Flávio Bolsonaro (PL-RJ) reuniu cerca de 40 candidatos ao Senado nesta terça-feira (11) em Brasília para alinhar o discurso da campanha e ampliar as críticas ao Supremo Tribunal Federal (STF) nos estados. O PL já anunciou 47 postulantes em 26 estados e no Distrito Federal, na disputa por 54 das 81 cadeiras da Casa em outubro.

Segundo o Metrópoles, o encontro teve como meta integrar as pautas estaduais ao projeto presidencial de Flávio e orientar os candidatos a reforçarem, nas campanhas locais, o discurso de confronto com o STF.

"O próximo presidente indica quatro ministros do STF, e eu vou colocar lá homens e mulheres que respeitam a Constituição", disse Flávio aos candidatos reunidos.

Cada indicação ao Supremo precisa do aval de pelo menos 41 dos 81 senadores.

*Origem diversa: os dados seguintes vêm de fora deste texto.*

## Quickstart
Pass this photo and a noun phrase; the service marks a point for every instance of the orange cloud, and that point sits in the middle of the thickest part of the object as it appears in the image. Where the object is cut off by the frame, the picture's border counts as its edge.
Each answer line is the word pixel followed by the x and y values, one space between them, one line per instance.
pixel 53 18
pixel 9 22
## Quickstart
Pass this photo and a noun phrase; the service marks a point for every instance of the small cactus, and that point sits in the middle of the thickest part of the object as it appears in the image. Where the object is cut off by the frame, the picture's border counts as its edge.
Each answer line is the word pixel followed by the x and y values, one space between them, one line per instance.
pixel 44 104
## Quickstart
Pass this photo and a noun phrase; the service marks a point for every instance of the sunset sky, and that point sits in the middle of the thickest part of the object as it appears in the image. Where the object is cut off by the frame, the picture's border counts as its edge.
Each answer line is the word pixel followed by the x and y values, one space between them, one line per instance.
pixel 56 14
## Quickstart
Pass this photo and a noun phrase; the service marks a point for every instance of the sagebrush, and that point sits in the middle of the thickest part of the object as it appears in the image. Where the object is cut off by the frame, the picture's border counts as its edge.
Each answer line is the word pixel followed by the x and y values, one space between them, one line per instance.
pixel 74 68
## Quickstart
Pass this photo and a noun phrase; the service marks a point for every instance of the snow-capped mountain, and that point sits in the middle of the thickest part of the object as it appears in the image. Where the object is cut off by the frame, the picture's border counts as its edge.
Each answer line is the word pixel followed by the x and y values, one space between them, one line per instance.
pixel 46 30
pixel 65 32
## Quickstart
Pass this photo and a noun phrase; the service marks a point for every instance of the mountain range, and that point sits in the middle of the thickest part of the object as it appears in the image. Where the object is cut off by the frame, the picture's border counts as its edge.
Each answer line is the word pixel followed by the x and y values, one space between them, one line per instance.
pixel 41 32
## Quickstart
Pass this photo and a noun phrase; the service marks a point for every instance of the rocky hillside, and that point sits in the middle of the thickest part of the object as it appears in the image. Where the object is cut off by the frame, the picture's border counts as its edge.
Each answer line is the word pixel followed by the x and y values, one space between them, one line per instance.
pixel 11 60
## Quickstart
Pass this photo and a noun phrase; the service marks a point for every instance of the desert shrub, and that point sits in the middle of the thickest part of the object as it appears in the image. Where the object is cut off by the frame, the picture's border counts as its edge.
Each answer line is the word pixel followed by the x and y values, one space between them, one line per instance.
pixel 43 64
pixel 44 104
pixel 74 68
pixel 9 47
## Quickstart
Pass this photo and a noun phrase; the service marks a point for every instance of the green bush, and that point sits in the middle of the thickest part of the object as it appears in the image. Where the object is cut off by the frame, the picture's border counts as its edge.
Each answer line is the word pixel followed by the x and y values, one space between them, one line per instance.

É esse número que torna a bancada do Senado decisiva para qualquer projeto de poder sobre a Corte a partir de 2027.

O que está em jogo nas 54 vagas do Senado

A eleição de outubro renova 54 das 81 cadeiras da Casa, a maior fatia possível em um único pleito. Em 2022, a direita e a extrema direita já haviam conquistado 14 das 27 vagas então disputadas.

Como o mandato de senador dura oito anos, esse grupo segue no cargo até 2030. Para a oposição alcançar a maioria simples do Senado em 2027, faltam 16 cadeiras.

O número ganha outro peso porque condenar um ministro do STF em processo de impeachment exige 54 votos, dois terços do plenário. É o mesmo tanto de cadeiras que estará em disputa em outubro.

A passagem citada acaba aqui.